Douloi in Athenian democracy were protected by laws similar to today liberal rights. No doulos could be killed by anyone, a trial was required in order to announce a death sentence of a doulos. Also their children were protected. For example there was a law that everyone who raped a child (either a free child or a doulos one) was sentenced to death. You could also find douloi in Athenian democracy who were wealthier than free persons. Douloi had the right to become suppliants in temples in case they were maltreated by their masters, and in that case their master was forced to sell them. Additionally a free person could denounce another free person in case of a doulos maltreatment.
Aristotle (who was in favor of douleia) mentioned that some philosophers in Athenian Democracy were against douleia and they wanted the abolishment of it. Unfortunately, the writings of those philosophers weren't preserved by successive governments. From other sources can be found just a quote from Alcidamas: "God has set everyone free. No one is created Doulos, by nature". Also a small fraction of a poem of Philemon demonstrated that he was also against douleia.
They were many classes of douloi in Athens:
- The home douloi, living in his master's home and working at home or land or shop.
- The freelancer douloi, who didn't live with their master but were working in their master's shop or fields and were paying him taxes from money they get from their own properties (as long as property was allowed to be owned by douloi).
- The public sector douloi, similar to municipal servants, who were working as police officers, ushers, secretaries, street sweepers, etc.
- The andrapods douloi who were rowers in commercial ships or miners. They often belong to a master who has lent them to another person. The miners in Athenian Democracy were about ten to fifteen thousand persons (3% to 5% of the population). Most of them were douloi, but not all of them, as excavations have proved that free persons also were working as miners. The miners' work was very hard and their living conditions very bad, which is why the douloi miners revolted in 413 B.C. during the war between Athens and Sparta. This caused very bad consequences both in the economy of Athens and in the Athenian army, and as a result Athens lost the war.

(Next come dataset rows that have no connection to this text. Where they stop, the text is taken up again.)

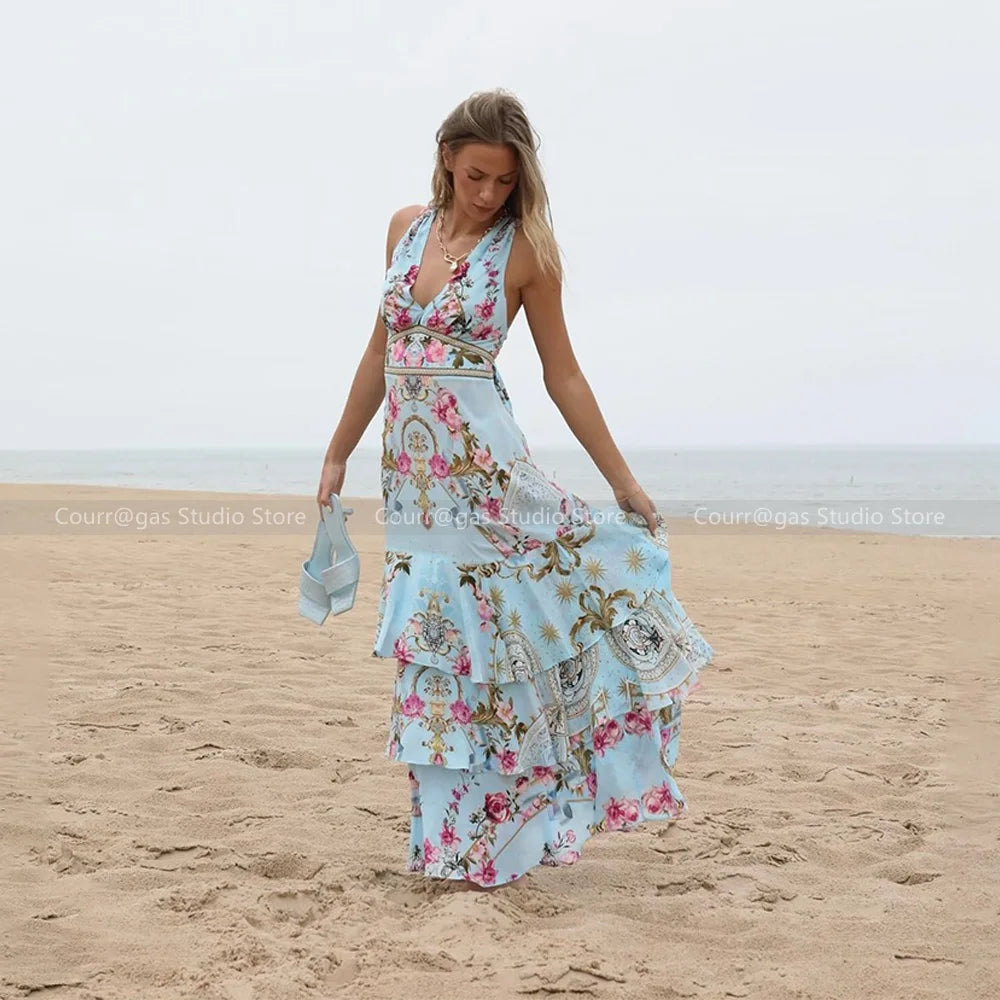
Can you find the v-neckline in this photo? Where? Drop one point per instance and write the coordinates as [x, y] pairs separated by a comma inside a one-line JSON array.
[[422, 247]]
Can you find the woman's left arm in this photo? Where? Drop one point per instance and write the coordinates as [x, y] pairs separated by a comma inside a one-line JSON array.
[[568, 388]]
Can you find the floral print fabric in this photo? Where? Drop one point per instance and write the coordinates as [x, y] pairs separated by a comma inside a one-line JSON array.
[[541, 656]]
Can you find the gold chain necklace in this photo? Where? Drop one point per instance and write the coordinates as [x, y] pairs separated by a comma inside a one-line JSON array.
[[454, 261]]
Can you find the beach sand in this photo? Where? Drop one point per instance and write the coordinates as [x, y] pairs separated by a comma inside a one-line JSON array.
[[194, 799]]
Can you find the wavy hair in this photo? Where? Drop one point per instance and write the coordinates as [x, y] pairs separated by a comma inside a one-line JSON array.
[[498, 118]]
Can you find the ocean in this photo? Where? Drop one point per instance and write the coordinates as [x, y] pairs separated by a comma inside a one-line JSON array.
[[943, 491]]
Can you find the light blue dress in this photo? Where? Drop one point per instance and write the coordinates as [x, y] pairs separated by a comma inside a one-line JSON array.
[[541, 656]]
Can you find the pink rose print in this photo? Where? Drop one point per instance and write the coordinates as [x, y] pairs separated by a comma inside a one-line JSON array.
[[485, 332], [660, 800], [439, 466], [401, 651], [443, 402], [638, 721], [434, 352], [413, 706], [619, 812], [437, 321], [606, 736], [460, 711], [497, 807]]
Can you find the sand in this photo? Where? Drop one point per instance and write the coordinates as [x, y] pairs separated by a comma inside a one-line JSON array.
[[194, 800]]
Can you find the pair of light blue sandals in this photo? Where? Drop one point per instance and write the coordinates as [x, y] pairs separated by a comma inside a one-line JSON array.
[[328, 582]]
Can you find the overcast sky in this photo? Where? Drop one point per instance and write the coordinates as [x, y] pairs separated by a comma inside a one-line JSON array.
[[779, 219]]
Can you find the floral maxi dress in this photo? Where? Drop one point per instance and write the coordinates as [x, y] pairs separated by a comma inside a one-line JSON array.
[[541, 656]]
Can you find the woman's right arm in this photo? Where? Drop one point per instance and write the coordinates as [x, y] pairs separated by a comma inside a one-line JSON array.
[[368, 387]]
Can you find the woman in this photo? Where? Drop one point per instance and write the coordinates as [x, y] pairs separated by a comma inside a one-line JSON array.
[[541, 657]]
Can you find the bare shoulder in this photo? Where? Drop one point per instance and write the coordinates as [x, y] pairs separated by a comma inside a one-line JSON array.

On the other hand, in Sparta and some other ancient Greek city-states, douloi were treated very badly. For example, it was custom in Sparta for a young man to pass from adolescence to maturity by killing one or more douloi. Sparta douloi were actually named ilotes, to distinguish them from Athenian ones. Subsequently, however, during the war between Athens and Sparta, and after the capture of Dekelia by the Spartans, two thousand Athenian douloi defect to Sparta, maybe because the Athenian state was disrupted and was ready to surrender.
Athens Politia, 10,10-11.
"Douloi and metics in Athens are very unrestrained. In Athens you are not allowed to hit a doulo, neither a doulos will let you pass firstly in a queue. I am going to explain you now why this is happening. If there was a law that would allow a free person to hit a doulo, or a metic, it will be very possible to hit a free person instead, as long as free persons do not wear better clothes or have better appearance, in order to distinguish them from doulous."